Sedangkan di Indonesia sendiri, secara historis kelompok yang dapat dianggap sebagai pendahulu gerakan “hijrah” adalah gerakan Darul Arqam pada tahun 1990-an. Gerakan ini mengadopsi cara hidup masyarakat Arab pada abad 17 dan mewujudkan gerakan Muslim “back to nature”.

Selain Darul Arqam, kata Carter Banker (2019), adapula kelompok-kelompok lain yang dapat diasosiasikan dengan gerakan “hijrah” yaitu Hizbut Tahrir Indonesia (HTI), gerakan Tarbiyah, gerakan Salafisme, yang menggunakan metode, dan strategi tertentu agar menarik bagi kalangan muda. Singkatnya, gerakan ini mulai menemukan momentumnya setelah Orde Baru tumbang dan terbukanya kran demokrasi besar-besaran.

Yang tak kalah menarik adalah temuan riset yang dilakukan oleh Pusat Pengkajian Islam dan Masyarakat (PPIM) UIN Jakarta, bertajuk “Tren Keberagamaan Gerakan Hijrah Kontemporer” yang dirilis pada Februari 2021. Penelitian ini pada akhirnya menemukan dua tipologi gerakan “hijrah” di Indonesia: konservatif dan Islamis.

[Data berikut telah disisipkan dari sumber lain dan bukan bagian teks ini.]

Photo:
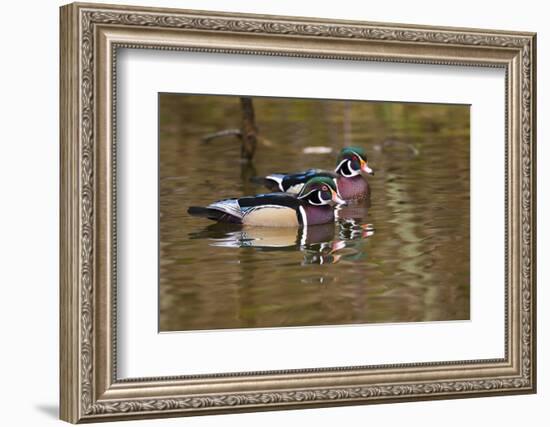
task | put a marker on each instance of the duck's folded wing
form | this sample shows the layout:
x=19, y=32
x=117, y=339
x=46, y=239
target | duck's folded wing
x=272, y=210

Kategori konservatif kemudian dibagi menjadi dua: Salafi dan non-Salafi. Gerakan ini menyeruak seiring dengan meningkatnya konservatisme Islam di dalam negeri, termasuk dunia maya. Gerakan dakwah yang mereka lakukan pun lebih memanfaatkan media sosial seperti, Facebook, Instagram, Whatsapp, Youtube, dsb.

Proses “searching of qibla” ini di satu sisi baik untuk “memasarkan” dakwah Islam bagi generasi millennial. Namun menjadi perkara lain jika Islam dimaknai secara tekstual, rigid, dan instan.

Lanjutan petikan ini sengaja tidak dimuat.